I also expect to see significant improvements in vision embeddings for visual policies that will enable much better downstream planning improvements. A ResNet pre-trained on ImageNet works, but unsurprisingly more advanced embeddings from more in-distribution data with simple inductive biases leads to significant improvements in downstream policy performance – I expect that much of the vision literature advancements that have been left out due to compute constraints will start to contribute significant performance improvements in state-of-the-art visual RL approaches, and it may even be that we find a way to efficiently break out of the current paradigm of training a vision embedding, freezing it, and then training a policy.
As alluded to above, these policies need not be trained to perform only a single task – typically this is achieved through training with a multi-task reward or through general goal conditioning and results in better overall performance, but this is on a single policy composed of a single neural network.
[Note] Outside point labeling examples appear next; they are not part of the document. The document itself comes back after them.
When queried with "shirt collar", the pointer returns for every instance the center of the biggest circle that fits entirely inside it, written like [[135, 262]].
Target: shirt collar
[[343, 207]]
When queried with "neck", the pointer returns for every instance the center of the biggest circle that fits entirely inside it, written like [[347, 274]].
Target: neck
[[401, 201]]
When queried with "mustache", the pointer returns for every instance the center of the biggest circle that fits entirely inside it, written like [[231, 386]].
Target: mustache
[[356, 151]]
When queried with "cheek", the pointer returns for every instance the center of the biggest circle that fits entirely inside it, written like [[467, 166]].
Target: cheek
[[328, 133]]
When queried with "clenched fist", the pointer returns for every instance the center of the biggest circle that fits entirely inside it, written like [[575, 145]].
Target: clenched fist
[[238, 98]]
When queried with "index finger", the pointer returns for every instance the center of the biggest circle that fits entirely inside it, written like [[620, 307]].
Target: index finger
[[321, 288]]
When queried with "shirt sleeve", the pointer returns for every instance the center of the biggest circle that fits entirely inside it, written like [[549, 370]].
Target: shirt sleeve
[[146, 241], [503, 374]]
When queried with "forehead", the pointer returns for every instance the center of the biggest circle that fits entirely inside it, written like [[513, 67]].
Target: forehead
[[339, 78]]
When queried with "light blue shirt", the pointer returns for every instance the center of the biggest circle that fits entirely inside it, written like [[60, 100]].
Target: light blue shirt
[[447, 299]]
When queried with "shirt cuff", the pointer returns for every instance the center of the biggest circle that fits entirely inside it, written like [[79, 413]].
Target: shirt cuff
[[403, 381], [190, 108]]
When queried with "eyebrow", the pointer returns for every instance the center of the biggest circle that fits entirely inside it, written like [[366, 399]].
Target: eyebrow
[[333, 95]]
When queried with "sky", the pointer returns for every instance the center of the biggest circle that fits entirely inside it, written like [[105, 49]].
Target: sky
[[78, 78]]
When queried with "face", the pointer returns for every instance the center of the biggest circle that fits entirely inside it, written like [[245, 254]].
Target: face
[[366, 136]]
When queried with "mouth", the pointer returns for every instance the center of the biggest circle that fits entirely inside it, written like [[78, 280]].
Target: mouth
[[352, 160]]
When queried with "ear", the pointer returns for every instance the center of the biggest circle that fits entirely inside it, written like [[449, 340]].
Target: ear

This raises difficulties if you start running on a fleet of robots, especially if you run on heterogeneous robots with entirely different form factors. You either have to train / adapt a new set of skills for each robot or you have to jointly train all your policies to be competent across all of your robots, requiring significant data to update all your skills with the introduction of each new robot (and possibly introducing a performance regression); neither of these are practically feasible for substantive fleets of robots. Functional composability fixes this by learning a latent task policy that is composed with a task-portable robot-specific neural module. This leads to significantly better sample efficiency and overall performance and likely will be necessary for supporting multiple versions of a fleet of robots.